The International Federation for Human Rights (FIDH) and its member organizations The Egyptian Organization for Human Rights (EOHR), the Cairo Institute for Human Rights Studies (CIHRS) and the Human Rights Association for the Assistance of Prisoners (HRAAP) strongly condemn the deadly attack perpetrated on Friday, 31 December, 2010 in front of the Al-Qidiseen church at Sidi Bishr in Alexandria, Egypt in which 21 persons were killed and over 90 wounded.

Following the attack, protests were held in the capital and Alexandria. According to our information, several clashes were reported between the police and the protesters mainly Copts, a religious minority in Egypt.

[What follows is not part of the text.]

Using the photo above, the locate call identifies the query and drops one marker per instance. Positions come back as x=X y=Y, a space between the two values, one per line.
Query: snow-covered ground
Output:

This attack is representative of the climate of violence which prevails against Christian communities in the Middle East and North Africa, particularly in Egypt and Iraq. 2010 was indeed witness to a series of bloody attacks perpetrated against these religious minorities. On January 7, 2010, six people were shot dead in Naga Hammadi in Upper Egypt after leaving a midnight mass. In Iraq, forty persons were taken hostage by a terrorist group close to Al-Qaeda, they were later killed inside a Syriac church in Baghdad on October 31, 2010.

This latest aggression committed against the Copts, one of the largest Christian communities in the region (the population is estimated at 8 to10 million) is a crime of extraordinary violence and must be condemned by all religious leaders. It is the consequence of the security policies on the escalation of violence. Pointing to the incidents of religious strife during 2010, it is noteworthy that Emergency Law has not really prevented terrorism from penetrating Egypt as alleged by the government. Such acts must be severely punished by the authorities in accordance with international standards.

Even though religious freedom is granted and protected under the Egyptian constitution and under international human right conventions, religious intolerance and discrimination are embedded very deeply within the legislative and ideological framework of the Egyptian society. No solution will ever be effective without providing a social and legislative context which allows religious minorities to practice their religions freely, and which would harshly punish attempts of breaking the unity of the Egyptian people.

FIDH, EOHR, CIHRS and HRAAP thus call for a collective effort from different societal powers to address the multidimensional threat of religious strife.

FIDH, EOHR, CIHRS and HRAAP also call on the Egyptian authorities to investigate the attack and demand that they make every effort to ensure that its perpetrators be brought to justice and urge the international community to implement all means necessary in order to end the wave of violence which is plaguing the region and to come in support of the persecuted Christian communities.